Kerensky's Signature

My copy of Alexander Kerensky's autobiography, Russia and History's Turning Point, is apparently signed by the author around 1965. Kerensky's signature appears along side the hand-written date of 7 August 1917, the tangible reminder of just how close we remain to that seminal event in world history. Kerensky, who was the most important member of the Provisional Government, was one of Russia's most eloquent speakers. His book, released in the 1960s, reflects the intelligence and rhetorical power of its famous author. It's also a fascinating glimpse at the pre-war history of Russia.

Kerensky, a student activist, radical lawyer, and budding politician, makes the convincing case that Nicholas II was personally responsible for at least some of the tragedies that later befell his country. Prior to the war, Kerensky believes that Nicholas supported a blind, atavistic policy of antidemocratic and anti-modern conservatism. To Kerensky's mind, Nicholas II was absurdly attached to a dying political class, the landed gentry, and scattered elements of chauvinistic and anti-Semitic Russian society. More specifically, the Emperor allowed his government to slaughter miners (Lena Fields Massacre), shoot proletarians (Bloody Sunday), and prosecute Jews for the insane myth of the blood libel (Mendel Beylis), while it simultaneously encouraged the police and secret organs of the state to harass, detain, imprison, and otherwise intimidate any hint of political opposition.

Karensky is kinder to Witte and Stolypin, two of the tsar's only competent and forward-thinking advisers, who nevertheless failed to fully embrace the concepts of constitutionalism and parliamentary democracy that alone might have saved the monarchy from its own incompetence. Kerensky's main contention, a contention supported by the novelist Nabokov and many others, is that without World War I, Russia would have, one way or the other, been transformed into an a liberal democracy.
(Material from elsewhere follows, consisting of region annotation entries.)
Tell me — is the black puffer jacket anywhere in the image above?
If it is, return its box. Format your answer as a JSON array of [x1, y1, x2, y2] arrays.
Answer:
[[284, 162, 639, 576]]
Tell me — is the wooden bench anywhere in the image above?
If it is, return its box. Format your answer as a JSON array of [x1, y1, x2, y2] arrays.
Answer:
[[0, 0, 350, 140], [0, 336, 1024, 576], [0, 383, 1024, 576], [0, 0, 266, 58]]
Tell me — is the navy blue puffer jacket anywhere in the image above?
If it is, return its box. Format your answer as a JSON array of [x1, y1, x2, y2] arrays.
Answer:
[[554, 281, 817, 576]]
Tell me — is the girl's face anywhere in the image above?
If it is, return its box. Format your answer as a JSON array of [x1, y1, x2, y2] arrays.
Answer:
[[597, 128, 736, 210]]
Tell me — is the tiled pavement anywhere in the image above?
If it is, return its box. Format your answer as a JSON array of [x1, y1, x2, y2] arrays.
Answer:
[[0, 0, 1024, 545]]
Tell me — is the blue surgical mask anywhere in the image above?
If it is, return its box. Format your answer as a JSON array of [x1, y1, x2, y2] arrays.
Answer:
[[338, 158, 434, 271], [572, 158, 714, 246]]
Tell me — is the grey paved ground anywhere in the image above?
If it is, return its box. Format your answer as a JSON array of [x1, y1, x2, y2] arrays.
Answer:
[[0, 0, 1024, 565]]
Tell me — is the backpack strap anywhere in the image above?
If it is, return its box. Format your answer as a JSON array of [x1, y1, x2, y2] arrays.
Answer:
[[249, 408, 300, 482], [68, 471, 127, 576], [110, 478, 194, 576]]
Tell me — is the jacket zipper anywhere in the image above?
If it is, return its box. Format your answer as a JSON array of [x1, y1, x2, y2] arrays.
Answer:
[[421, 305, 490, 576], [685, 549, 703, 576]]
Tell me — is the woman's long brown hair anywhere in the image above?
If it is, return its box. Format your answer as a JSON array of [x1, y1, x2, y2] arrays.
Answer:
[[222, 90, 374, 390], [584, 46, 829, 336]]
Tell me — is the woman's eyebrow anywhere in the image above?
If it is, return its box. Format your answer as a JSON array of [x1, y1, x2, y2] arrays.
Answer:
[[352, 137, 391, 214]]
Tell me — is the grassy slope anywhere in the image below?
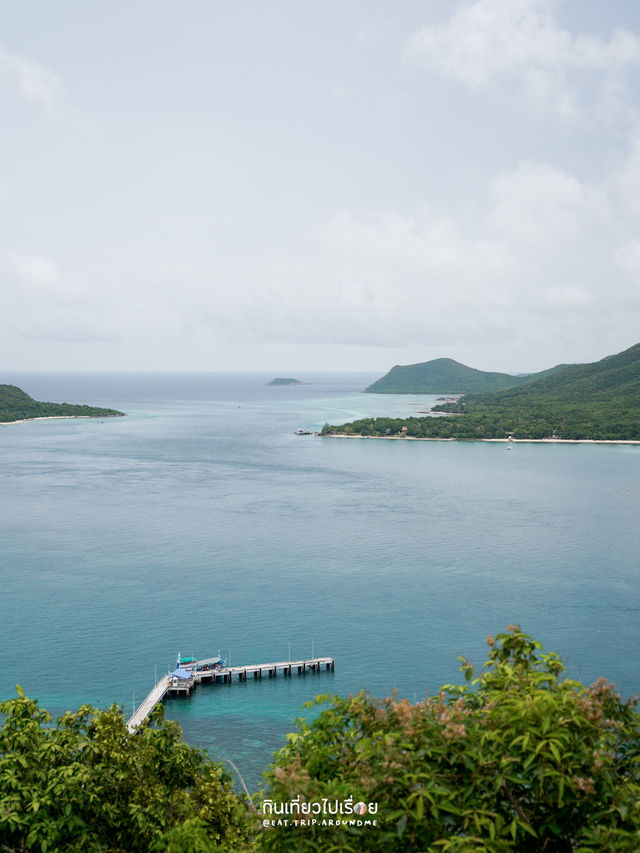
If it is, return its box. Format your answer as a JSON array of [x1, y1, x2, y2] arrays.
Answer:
[[325, 344, 640, 440], [0, 385, 123, 422], [365, 358, 566, 394]]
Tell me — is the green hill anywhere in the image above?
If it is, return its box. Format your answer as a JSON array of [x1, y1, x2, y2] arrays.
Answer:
[[0, 385, 124, 423], [365, 358, 558, 394], [323, 344, 640, 441]]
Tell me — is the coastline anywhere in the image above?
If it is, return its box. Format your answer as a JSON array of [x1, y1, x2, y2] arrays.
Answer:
[[322, 432, 640, 445]]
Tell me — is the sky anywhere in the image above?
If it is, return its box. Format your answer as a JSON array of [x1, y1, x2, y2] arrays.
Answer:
[[0, 0, 640, 372]]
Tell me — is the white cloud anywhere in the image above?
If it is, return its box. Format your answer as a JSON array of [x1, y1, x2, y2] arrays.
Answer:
[[404, 0, 640, 118], [0, 46, 62, 115]]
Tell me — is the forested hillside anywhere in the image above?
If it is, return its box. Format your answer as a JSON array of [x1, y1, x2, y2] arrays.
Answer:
[[323, 344, 640, 441], [365, 358, 566, 394]]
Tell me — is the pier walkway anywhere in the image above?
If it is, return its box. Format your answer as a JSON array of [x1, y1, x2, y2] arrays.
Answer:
[[127, 657, 335, 734]]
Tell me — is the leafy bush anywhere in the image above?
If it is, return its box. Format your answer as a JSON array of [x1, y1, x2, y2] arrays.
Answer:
[[0, 689, 251, 853], [263, 626, 640, 853]]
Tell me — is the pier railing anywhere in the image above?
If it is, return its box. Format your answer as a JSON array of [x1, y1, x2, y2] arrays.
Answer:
[[127, 657, 335, 734]]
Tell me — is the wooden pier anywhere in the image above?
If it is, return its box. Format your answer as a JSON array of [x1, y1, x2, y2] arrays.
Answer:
[[127, 657, 335, 734]]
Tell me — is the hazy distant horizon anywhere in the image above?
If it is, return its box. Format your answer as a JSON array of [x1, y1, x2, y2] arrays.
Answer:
[[0, 0, 640, 374]]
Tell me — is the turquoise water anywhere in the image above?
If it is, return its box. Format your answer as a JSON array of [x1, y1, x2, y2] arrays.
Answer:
[[0, 374, 640, 787]]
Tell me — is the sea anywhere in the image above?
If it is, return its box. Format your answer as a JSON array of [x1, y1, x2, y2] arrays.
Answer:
[[0, 373, 640, 790]]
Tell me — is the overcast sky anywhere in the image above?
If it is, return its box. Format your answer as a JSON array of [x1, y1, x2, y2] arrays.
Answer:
[[0, 0, 640, 372]]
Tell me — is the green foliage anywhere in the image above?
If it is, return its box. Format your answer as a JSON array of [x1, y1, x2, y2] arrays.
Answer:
[[322, 344, 640, 441], [0, 688, 255, 853], [263, 626, 640, 853], [0, 385, 123, 423], [365, 358, 559, 394]]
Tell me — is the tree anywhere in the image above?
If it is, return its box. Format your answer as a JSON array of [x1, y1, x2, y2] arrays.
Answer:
[[0, 688, 251, 853], [263, 626, 640, 853]]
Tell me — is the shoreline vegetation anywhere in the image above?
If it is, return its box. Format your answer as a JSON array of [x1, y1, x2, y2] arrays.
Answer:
[[321, 344, 640, 444], [0, 385, 124, 426], [318, 432, 640, 444]]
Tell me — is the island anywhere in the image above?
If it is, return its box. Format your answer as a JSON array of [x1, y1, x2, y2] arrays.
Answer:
[[0, 385, 124, 424], [321, 344, 640, 442], [267, 376, 310, 385]]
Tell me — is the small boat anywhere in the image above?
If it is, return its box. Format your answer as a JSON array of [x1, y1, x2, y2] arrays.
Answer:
[[176, 652, 226, 672]]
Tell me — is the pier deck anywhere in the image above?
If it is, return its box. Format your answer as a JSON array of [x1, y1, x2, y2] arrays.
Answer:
[[127, 657, 335, 734]]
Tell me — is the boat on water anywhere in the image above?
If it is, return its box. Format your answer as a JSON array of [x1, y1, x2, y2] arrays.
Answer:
[[176, 652, 226, 672]]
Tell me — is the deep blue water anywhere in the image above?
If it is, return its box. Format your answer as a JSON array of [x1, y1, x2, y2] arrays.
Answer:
[[0, 374, 640, 787]]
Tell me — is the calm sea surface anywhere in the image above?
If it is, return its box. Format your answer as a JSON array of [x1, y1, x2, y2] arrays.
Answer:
[[0, 374, 640, 788]]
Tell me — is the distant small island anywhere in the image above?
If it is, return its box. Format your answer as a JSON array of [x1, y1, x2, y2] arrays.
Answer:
[[267, 376, 310, 385], [0, 385, 124, 424]]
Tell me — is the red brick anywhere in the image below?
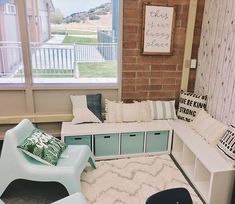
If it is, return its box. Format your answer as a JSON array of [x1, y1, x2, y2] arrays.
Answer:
[[124, 25, 138, 33], [122, 0, 205, 102], [151, 64, 176, 71], [122, 72, 136, 78]]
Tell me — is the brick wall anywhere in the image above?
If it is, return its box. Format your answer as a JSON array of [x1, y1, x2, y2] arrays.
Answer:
[[122, 0, 204, 101]]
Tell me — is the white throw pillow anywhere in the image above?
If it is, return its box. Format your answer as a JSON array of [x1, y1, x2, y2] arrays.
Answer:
[[135, 101, 152, 122], [122, 103, 138, 122], [72, 107, 101, 124], [148, 101, 177, 120], [189, 110, 228, 145], [105, 99, 123, 123]]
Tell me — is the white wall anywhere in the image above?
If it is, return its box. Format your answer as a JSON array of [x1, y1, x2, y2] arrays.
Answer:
[[195, 0, 235, 124]]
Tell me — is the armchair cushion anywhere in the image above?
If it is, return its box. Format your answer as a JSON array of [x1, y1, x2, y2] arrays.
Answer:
[[17, 128, 67, 166]]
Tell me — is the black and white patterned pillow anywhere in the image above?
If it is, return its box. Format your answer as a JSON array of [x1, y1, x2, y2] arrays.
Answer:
[[177, 91, 207, 122], [70, 94, 103, 123], [217, 125, 235, 166], [17, 128, 67, 166]]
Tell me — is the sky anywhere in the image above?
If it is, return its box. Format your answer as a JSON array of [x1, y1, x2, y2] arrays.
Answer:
[[52, 0, 111, 16]]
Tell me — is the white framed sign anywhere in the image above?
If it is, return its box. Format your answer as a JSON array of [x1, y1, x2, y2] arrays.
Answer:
[[142, 2, 175, 55]]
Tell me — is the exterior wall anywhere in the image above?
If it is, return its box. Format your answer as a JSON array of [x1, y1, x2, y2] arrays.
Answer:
[[38, 0, 50, 42], [122, 0, 204, 101], [0, 0, 21, 74], [195, 0, 235, 125]]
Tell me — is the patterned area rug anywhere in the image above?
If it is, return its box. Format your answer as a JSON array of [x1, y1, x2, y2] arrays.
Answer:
[[1, 155, 202, 204], [81, 155, 202, 204]]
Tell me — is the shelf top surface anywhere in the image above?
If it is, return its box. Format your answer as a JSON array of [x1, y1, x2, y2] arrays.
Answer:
[[61, 120, 172, 137], [169, 120, 235, 172]]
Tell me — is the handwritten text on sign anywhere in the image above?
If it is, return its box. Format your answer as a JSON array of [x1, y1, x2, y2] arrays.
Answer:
[[144, 5, 174, 53]]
Contrary to the opinion of the Bolsheviks, history was not on the side of radical revolution. After all, even though Russia was officially governed by a man of limited intellectual subtlety, a man who listened to the likes of Gregory Rasputin, Russia was rapidly becoming a country with a healthy public sphere, including active political parties, rising literacy rates, a freethinking student population, and an active Duma. Kerensky's self-interested argument is that a rapidly industrializing country was bound to be at odds with the medieval concept of unlimited government.

One irony of Kerensky's book is that its obsession with the origins of World War I helps one to understand one of the Provisional Government's primary weaknesses. If Russia's peasant masses failed to care about Russia's commitment to the allies, how much less should historians care whether or not Russia's diplomatic posture was correct or not in the Serbian crisis. In the end, the war could not have been good for Russian under even the best of circumstances. But after several years of military and economic disaster, Kerensky's honorable commitment to continue the war may well have been preposterously misguided.